Today is World Teachers’ Day, which is being observed under the theme of “Valuing Teachers, Improving their Status,” but the Guyana Teachers Union (GTU) General Secretary Coretta McDonald is questioning whether local educators are indeed valued and if there is a real commitment to improving their livelihoods.

“We talk a lot about the children but we don’t focus on the people who are guiding the children, except in cases where we want to discipline them and bring them down. You can’t say that you value teachers and want to improve their status, yet you place no value on their concerns and do nothing to improve their status,” McDonald lamented during an interview with Stabroek News at the GTU’s headquarters.

Chief among the union’s concerns today is the length of time it is taking the Chief Justice to pronounce on the union’s challenge to the 2015 list of teacher promotions.

Last July, the preliminary promotion lists for public school teachers, prepared by the Teaching Service Commission (TSC) and the School Board Secretariat, were made public. Those promotions were, however, stalled when the GTU secured an injunction to prevent the two bodies from producing finalised lists. Based on the GTU’s application, former acting chief justice Ian Chang had ordered the TSC and the Minister of Education, respectively, to assess all applications for the 2015 promotions. These bodies were asked to show cause why the appointments should not be deemed unlawful.

The intention of the injunction, the union has previously stated, was to have the two bodies review the list. Since that time, the School Board Secretariat has agreed to do so. The TSC has refused to do so.

A meeting in October, 2015, between the TSC and GTU to resolve the issue via mediation failed after the TSC refused to review the list and promised instead to take on board the GTU’s recommendations in the 2016 promotion process. The matter returned to the courts and final arguments were delivered in April this year.

However, six months after final arguments were delivered, no decision has been made and teachers across the country have not been promoted for two years.

“We are waiting. I’m not sure what has taken her so long to make this decision all the arguments would’ve been made. The longer you take the more teachers are being affected. Teachers are retiring without getting where they want to be and there are other teachers stuck because they were eligible for promotions they received but now they can’t move so we have more actors and actresses,” McDonald said.

The union is also concerned about the manner in which the Ministry of Education is conducting negotiations for a new multi-year agreement on wages, salaries and non-wage benefits.

“We are comfortable that the President has recognized that the GTU negotiations are separate and apart from the public service negotiations,” McDonald said before adding that they are still disappointed with the memo which was circulated instructing that teachers be paid the same increase as public servants.
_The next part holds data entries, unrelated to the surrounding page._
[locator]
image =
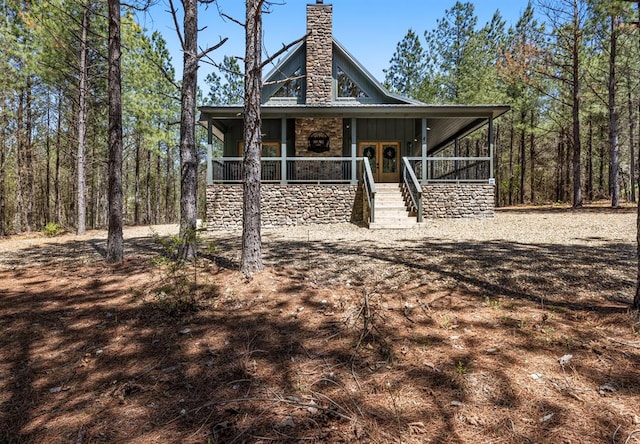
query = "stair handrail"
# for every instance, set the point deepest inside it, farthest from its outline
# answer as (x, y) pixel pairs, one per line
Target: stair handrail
(413, 185)
(370, 189)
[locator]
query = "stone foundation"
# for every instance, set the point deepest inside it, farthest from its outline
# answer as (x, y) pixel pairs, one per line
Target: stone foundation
(458, 200)
(285, 205)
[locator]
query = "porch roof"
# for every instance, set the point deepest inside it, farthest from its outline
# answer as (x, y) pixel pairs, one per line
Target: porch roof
(446, 123)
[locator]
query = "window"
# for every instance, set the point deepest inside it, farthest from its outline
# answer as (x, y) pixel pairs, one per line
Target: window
(347, 87)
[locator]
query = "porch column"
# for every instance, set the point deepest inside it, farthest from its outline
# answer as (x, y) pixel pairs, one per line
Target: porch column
(354, 152)
(283, 151)
(456, 153)
(492, 179)
(424, 151)
(209, 152)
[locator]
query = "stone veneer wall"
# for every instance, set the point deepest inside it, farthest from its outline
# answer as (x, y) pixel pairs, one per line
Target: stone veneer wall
(331, 126)
(458, 200)
(285, 205)
(319, 62)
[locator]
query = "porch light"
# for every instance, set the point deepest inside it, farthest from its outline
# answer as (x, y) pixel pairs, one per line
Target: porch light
(318, 142)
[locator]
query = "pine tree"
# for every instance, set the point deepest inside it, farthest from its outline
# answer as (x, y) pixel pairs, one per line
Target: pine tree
(407, 71)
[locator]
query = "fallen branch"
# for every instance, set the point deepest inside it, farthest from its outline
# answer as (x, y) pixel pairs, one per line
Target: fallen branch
(626, 344)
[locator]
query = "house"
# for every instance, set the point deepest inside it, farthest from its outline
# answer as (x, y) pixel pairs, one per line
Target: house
(338, 147)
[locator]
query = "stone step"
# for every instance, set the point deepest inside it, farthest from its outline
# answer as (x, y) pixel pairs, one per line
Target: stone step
(394, 225)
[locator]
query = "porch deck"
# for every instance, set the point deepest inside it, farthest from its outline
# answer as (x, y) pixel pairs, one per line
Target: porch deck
(343, 189)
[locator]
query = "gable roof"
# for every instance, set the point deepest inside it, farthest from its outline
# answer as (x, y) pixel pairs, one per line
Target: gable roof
(292, 66)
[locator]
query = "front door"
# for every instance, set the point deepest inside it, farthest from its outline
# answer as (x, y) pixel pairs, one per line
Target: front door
(383, 159)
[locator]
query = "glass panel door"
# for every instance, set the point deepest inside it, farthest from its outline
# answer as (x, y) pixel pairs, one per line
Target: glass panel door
(389, 155)
(370, 151)
(383, 159)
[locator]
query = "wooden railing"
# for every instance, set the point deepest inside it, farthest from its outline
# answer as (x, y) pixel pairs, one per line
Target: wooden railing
(453, 169)
(370, 189)
(298, 170)
(413, 186)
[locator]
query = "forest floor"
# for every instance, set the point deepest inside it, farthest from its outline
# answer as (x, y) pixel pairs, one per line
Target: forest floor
(514, 329)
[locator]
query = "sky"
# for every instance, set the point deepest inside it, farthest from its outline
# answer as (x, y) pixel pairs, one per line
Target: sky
(369, 29)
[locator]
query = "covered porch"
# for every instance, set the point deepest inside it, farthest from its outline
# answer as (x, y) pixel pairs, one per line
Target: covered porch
(356, 147)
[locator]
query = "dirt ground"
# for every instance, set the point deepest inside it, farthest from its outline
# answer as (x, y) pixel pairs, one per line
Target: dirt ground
(514, 329)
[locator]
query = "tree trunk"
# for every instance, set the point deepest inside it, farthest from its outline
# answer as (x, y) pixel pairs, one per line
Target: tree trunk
(57, 215)
(3, 177)
(168, 213)
(575, 109)
(20, 214)
(532, 157)
(523, 156)
(136, 180)
(613, 118)
(82, 124)
(251, 261)
(560, 162)
(115, 244)
(148, 189)
(632, 141)
(156, 190)
(47, 198)
(590, 160)
(511, 147)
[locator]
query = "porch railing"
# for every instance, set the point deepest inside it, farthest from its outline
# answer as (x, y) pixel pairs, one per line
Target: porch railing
(453, 169)
(369, 189)
(299, 170)
(412, 184)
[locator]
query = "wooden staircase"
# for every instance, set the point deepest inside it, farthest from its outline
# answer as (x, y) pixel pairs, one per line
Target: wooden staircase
(390, 209)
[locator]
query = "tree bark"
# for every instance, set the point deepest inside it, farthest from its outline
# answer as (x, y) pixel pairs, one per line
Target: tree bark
(511, 147)
(532, 158)
(613, 117)
(82, 124)
(3, 171)
(188, 154)
(148, 189)
(575, 108)
(57, 211)
(115, 244)
(136, 180)
(632, 140)
(523, 156)
(251, 260)
(590, 160)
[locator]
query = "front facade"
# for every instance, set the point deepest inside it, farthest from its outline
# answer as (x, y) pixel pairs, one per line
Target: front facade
(332, 134)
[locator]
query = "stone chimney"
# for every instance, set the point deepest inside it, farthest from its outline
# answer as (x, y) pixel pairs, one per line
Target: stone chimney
(319, 63)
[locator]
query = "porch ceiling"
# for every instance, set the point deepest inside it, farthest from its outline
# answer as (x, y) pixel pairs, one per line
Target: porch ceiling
(445, 122)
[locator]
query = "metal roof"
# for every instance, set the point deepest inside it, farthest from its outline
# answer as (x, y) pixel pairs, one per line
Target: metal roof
(446, 122)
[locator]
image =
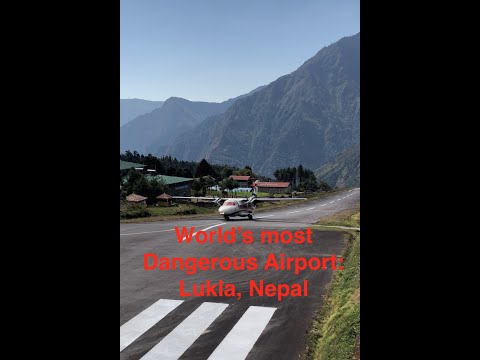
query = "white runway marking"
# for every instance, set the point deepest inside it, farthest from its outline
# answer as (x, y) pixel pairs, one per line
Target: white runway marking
(210, 227)
(184, 335)
(145, 232)
(241, 339)
(135, 327)
(261, 217)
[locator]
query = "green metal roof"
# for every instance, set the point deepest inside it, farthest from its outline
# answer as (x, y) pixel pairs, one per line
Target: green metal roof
(168, 180)
(125, 165)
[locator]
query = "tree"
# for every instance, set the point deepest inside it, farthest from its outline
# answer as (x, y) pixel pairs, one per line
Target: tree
(323, 186)
(226, 172)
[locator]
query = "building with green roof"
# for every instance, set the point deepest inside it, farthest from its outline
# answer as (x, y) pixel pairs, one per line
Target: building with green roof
(126, 165)
(177, 186)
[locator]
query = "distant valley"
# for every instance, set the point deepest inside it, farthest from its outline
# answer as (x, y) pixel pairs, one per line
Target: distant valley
(309, 117)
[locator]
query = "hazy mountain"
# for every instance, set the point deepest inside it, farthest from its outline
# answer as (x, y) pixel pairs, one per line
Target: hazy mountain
(154, 131)
(131, 108)
(306, 117)
(343, 170)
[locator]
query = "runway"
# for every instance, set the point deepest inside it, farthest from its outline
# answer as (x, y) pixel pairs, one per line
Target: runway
(157, 323)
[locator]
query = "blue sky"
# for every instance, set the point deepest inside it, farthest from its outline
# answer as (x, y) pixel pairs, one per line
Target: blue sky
(213, 50)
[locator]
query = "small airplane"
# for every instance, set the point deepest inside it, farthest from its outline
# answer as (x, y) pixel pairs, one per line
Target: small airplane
(242, 207)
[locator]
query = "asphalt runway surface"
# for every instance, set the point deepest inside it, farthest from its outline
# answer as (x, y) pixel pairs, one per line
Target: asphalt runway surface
(156, 322)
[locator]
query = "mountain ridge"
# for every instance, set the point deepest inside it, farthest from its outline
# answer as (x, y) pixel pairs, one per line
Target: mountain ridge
(308, 116)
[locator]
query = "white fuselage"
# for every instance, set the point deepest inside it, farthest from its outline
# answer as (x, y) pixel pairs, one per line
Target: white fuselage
(236, 207)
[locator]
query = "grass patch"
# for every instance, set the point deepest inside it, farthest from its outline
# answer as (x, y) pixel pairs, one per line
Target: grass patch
(349, 217)
(335, 328)
(157, 213)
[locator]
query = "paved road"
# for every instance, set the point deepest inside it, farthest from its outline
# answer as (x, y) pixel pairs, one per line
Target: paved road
(157, 323)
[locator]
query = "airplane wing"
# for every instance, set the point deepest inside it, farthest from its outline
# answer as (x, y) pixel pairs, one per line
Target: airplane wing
(204, 198)
(257, 199)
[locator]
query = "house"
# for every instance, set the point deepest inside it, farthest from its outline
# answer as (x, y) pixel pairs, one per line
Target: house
(177, 186)
(138, 199)
(164, 200)
(243, 180)
(274, 187)
(125, 167)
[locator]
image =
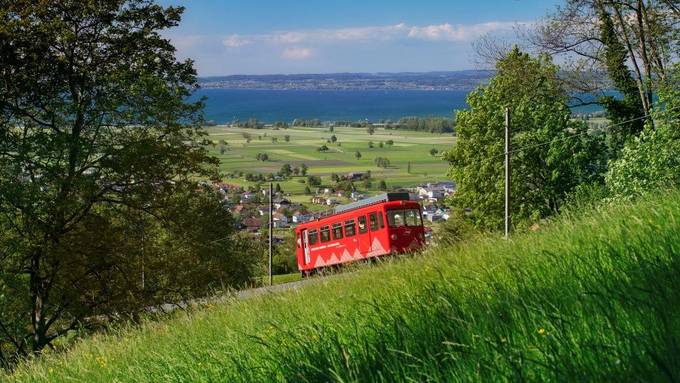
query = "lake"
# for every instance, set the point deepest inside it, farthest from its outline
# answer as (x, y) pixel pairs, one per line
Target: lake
(225, 105)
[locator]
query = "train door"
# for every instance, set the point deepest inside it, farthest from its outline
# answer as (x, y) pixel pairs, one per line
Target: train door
(363, 235)
(305, 247)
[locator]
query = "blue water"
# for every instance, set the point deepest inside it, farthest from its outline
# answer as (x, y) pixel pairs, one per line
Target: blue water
(225, 105)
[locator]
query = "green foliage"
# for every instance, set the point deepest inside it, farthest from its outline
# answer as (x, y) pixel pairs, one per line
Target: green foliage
(652, 160)
(556, 153)
(593, 299)
(630, 107)
(99, 153)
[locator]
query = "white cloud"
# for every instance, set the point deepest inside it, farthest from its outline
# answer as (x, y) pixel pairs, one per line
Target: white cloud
(236, 41)
(296, 53)
(440, 32)
(460, 32)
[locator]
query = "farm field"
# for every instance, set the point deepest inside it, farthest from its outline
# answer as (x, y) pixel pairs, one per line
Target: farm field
(409, 147)
(588, 298)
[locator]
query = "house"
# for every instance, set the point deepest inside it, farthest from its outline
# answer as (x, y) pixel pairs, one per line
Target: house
(281, 202)
(356, 196)
(279, 220)
(319, 200)
(237, 209)
(252, 224)
(355, 176)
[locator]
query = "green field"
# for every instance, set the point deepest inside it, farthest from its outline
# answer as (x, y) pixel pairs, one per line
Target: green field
(590, 299)
(409, 146)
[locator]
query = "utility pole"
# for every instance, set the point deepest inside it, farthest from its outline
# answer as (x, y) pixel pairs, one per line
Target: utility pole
(507, 173)
(271, 227)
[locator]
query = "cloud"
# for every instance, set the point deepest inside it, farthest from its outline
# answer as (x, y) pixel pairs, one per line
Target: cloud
(440, 32)
(461, 32)
(236, 41)
(296, 53)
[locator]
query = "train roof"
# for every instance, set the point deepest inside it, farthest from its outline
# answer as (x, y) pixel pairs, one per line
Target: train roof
(385, 197)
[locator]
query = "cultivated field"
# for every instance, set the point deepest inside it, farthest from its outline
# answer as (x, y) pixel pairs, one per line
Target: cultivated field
(596, 298)
(409, 147)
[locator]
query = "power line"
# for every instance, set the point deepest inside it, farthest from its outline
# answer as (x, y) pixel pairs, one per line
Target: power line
(576, 135)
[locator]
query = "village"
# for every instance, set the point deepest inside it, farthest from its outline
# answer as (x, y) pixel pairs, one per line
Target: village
(250, 206)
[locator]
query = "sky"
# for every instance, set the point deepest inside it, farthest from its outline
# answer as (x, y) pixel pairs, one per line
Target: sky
(226, 37)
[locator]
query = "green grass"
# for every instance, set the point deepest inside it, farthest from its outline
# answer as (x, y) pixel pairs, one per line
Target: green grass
(589, 299)
(409, 146)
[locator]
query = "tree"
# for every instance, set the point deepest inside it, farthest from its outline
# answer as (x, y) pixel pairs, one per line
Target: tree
(542, 174)
(313, 181)
(596, 35)
(286, 170)
(96, 138)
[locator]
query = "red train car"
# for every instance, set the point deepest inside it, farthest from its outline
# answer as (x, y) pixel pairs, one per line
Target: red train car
(390, 223)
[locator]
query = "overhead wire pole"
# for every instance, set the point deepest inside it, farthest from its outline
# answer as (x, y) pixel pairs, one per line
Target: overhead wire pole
(271, 227)
(507, 173)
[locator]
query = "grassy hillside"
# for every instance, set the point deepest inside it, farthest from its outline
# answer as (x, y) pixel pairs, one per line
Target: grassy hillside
(409, 146)
(596, 298)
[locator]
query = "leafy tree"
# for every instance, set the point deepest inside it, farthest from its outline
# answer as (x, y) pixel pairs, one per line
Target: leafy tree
(652, 160)
(286, 170)
(97, 140)
(313, 181)
(628, 108)
(557, 153)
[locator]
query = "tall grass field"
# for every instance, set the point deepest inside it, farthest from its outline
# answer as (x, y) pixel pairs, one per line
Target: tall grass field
(594, 298)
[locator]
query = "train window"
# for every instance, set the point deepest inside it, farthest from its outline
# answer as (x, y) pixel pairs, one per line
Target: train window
(337, 230)
(313, 236)
(325, 234)
(362, 224)
(395, 218)
(374, 221)
(350, 228)
(411, 219)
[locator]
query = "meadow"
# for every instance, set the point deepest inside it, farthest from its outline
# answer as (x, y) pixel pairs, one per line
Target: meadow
(409, 147)
(588, 298)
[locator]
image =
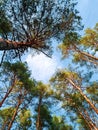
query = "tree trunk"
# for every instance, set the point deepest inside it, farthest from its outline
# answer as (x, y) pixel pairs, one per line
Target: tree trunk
(38, 122)
(9, 45)
(7, 94)
(15, 114)
(85, 97)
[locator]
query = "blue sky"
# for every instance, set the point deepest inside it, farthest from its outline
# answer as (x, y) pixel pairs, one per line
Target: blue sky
(89, 12)
(43, 67)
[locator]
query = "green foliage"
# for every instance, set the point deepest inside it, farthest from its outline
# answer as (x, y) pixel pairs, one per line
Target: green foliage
(25, 119)
(36, 22)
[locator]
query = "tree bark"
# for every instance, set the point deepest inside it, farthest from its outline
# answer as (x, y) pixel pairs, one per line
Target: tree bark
(38, 122)
(15, 114)
(7, 94)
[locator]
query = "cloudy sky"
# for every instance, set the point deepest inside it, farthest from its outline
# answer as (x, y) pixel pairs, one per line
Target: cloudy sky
(43, 67)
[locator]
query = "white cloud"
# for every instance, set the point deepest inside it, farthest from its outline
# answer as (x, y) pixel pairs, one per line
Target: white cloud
(42, 67)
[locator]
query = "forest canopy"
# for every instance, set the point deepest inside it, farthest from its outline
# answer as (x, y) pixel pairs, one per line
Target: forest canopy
(69, 101)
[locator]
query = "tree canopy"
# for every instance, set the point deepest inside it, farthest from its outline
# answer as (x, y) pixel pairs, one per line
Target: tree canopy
(69, 101)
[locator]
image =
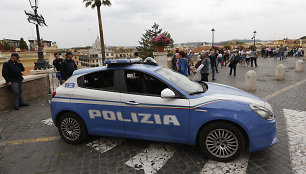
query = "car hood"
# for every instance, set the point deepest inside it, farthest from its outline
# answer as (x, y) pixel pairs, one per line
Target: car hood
(219, 91)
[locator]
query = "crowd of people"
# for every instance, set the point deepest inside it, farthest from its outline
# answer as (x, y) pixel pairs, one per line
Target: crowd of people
(208, 61)
(281, 52)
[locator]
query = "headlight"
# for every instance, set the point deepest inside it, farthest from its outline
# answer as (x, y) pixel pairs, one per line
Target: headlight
(263, 112)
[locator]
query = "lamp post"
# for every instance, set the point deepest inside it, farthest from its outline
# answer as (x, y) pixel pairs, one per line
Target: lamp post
(254, 37)
(213, 34)
(37, 20)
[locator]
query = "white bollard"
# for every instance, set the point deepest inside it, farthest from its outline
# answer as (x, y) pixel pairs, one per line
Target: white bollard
(250, 81)
(280, 72)
(299, 66)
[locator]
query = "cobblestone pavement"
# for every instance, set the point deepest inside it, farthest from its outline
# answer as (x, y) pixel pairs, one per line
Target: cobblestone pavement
(30, 144)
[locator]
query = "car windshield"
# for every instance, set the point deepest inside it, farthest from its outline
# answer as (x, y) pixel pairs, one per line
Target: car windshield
(182, 81)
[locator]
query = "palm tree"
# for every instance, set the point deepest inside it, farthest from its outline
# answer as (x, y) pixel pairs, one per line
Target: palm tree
(98, 3)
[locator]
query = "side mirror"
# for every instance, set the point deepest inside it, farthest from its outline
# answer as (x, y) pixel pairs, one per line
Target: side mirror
(167, 93)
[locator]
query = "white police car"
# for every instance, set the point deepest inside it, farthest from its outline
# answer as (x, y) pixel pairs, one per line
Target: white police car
(133, 100)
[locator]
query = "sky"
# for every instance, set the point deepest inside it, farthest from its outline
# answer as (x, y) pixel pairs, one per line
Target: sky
(71, 24)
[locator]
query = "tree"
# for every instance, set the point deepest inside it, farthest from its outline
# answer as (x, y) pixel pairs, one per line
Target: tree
(22, 44)
(6, 46)
(146, 47)
(98, 4)
(304, 37)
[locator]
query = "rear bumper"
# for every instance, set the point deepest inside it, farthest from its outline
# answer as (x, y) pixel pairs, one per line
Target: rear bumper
(264, 137)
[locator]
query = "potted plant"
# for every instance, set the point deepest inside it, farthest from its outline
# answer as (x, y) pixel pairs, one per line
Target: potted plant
(161, 41)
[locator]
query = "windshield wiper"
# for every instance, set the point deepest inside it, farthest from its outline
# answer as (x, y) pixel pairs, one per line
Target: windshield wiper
(198, 92)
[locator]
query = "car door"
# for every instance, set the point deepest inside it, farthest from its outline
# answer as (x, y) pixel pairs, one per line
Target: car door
(98, 102)
(148, 116)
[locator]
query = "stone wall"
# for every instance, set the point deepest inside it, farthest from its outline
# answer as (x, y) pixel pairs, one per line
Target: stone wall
(34, 86)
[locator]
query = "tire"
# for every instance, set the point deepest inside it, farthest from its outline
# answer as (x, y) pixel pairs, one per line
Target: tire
(72, 128)
(221, 141)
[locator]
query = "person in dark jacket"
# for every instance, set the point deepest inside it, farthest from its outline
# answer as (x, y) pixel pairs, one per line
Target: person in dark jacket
(67, 67)
(57, 62)
(12, 73)
(234, 59)
(57, 65)
(213, 63)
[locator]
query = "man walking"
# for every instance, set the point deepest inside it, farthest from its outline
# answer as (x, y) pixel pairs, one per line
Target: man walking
(11, 72)
(57, 65)
(67, 67)
(253, 57)
(204, 67)
(213, 64)
(281, 52)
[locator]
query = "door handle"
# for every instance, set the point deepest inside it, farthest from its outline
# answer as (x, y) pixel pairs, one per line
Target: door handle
(131, 103)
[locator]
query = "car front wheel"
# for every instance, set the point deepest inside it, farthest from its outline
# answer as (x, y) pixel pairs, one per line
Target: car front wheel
(222, 142)
(72, 128)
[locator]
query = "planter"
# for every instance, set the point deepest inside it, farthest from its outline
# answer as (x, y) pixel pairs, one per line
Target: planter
(160, 48)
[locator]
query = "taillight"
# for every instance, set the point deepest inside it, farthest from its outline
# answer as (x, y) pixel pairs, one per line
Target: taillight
(53, 94)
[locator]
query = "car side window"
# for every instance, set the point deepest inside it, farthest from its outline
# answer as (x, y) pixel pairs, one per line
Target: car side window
(102, 80)
(141, 83)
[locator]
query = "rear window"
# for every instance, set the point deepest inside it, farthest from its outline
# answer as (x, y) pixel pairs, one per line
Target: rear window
(102, 80)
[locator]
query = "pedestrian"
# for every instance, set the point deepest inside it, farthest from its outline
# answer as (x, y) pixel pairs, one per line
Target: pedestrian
(299, 52)
(204, 67)
(183, 64)
(174, 61)
(254, 57)
(219, 59)
(243, 57)
(281, 52)
(248, 57)
(225, 58)
(213, 64)
(57, 65)
(234, 59)
(275, 52)
(67, 67)
(12, 73)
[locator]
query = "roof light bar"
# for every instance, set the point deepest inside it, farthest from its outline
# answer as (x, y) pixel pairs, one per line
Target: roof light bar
(123, 61)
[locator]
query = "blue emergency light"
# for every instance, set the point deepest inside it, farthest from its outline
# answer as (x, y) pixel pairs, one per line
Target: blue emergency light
(123, 61)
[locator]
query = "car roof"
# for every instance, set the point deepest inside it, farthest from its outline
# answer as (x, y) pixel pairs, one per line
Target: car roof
(140, 67)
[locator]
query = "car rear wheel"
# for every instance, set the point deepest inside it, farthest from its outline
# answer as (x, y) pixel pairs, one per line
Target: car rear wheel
(72, 128)
(221, 141)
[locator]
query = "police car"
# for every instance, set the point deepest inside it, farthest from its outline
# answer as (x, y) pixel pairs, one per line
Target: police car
(130, 99)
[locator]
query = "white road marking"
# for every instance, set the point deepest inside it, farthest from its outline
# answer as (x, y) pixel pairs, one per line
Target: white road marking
(296, 126)
(48, 122)
(238, 166)
(105, 144)
(151, 159)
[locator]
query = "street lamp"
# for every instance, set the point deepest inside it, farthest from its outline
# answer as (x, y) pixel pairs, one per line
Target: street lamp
(254, 37)
(37, 19)
(213, 34)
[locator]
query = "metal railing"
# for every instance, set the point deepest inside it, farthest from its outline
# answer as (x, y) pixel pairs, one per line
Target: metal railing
(53, 81)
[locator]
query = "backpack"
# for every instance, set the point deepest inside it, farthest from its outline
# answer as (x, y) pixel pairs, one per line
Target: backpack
(236, 59)
(198, 64)
(183, 65)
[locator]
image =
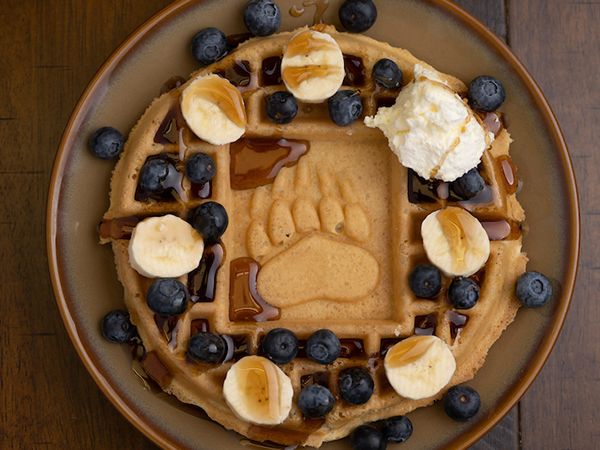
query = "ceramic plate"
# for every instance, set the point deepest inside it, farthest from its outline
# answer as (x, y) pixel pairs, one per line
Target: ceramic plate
(83, 272)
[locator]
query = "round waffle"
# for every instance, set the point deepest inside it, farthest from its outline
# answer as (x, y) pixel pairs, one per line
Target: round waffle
(340, 194)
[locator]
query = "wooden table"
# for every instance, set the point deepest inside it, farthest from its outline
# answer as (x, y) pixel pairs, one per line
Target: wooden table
(49, 50)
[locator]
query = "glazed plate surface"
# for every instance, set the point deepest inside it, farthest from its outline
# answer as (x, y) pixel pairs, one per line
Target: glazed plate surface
(83, 272)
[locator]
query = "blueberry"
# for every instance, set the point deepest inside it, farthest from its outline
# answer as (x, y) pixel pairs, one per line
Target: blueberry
(117, 328)
(345, 107)
(262, 17)
(323, 346)
(200, 168)
(209, 45)
(356, 385)
(282, 107)
(468, 185)
(167, 296)
(315, 401)
(207, 347)
(397, 429)
(210, 220)
(461, 402)
(154, 176)
(106, 143)
(463, 293)
(280, 345)
(367, 437)
(533, 289)
(358, 15)
(426, 281)
(486, 93)
(387, 73)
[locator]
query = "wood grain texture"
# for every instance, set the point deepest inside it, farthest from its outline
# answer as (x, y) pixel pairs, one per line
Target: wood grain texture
(50, 49)
(559, 42)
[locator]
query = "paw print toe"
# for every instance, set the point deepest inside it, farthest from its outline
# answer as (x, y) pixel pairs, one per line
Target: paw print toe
(331, 215)
(357, 223)
(257, 240)
(305, 215)
(281, 223)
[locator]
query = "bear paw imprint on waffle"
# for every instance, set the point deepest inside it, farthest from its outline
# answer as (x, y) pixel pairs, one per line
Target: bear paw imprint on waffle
(306, 231)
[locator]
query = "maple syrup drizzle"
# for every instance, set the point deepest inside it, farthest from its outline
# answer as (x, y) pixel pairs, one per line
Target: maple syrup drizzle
(224, 95)
(296, 11)
(233, 40)
(453, 228)
(199, 326)
(386, 344)
(321, 378)
(245, 303)
(492, 122)
(271, 71)
(203, 190)
(510, 174)
(169, 130)
(168, 326)
(202, 281)
(407, 352)
(425, 325)
(256, 162)
(240, 75)
(497, 230)
(296, 75)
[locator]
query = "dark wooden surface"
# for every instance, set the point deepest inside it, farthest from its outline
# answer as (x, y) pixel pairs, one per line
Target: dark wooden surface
(49, 50)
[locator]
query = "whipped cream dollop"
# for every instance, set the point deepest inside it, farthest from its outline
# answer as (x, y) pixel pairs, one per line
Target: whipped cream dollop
(431, 129)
The union had accused the government of abandoning negotiations and instituting arbitrary increases after a circular, dated September 13, 2016 and addressed to the Regional Executive Officers and Regional Education Officers of regions 1 to 10 as well as the Principal Education Officer of Georgetown, directed that teachers be paid differentiated increases, ranging from 10% to 1%, on their salaries as of December 31, 2015. The circular was delivered to the union one week after it was sent and more than a month after the last meeting between the union and the ministry. No decision had been made at that meeting or prior in relation to salary increases.

Meanwhile, it is against this background that the 11 Education Departments received instructions to shelve all activities that had been planned to celebrate World Teacher’s Day.

On Monday, McDonald said, all regions were told that the Chief Education Officer did not approve the programmes.  “I’m not sure what was the rationale,” she said, while noting that she has been unable to reach the acting Chief Education Officer Marcel Hutson to find out the reason for this decision.

 

Stabroek News was also unable to source a comment from Hutson. When contacted via telephone, he said that he was unable to speak as he was at a function.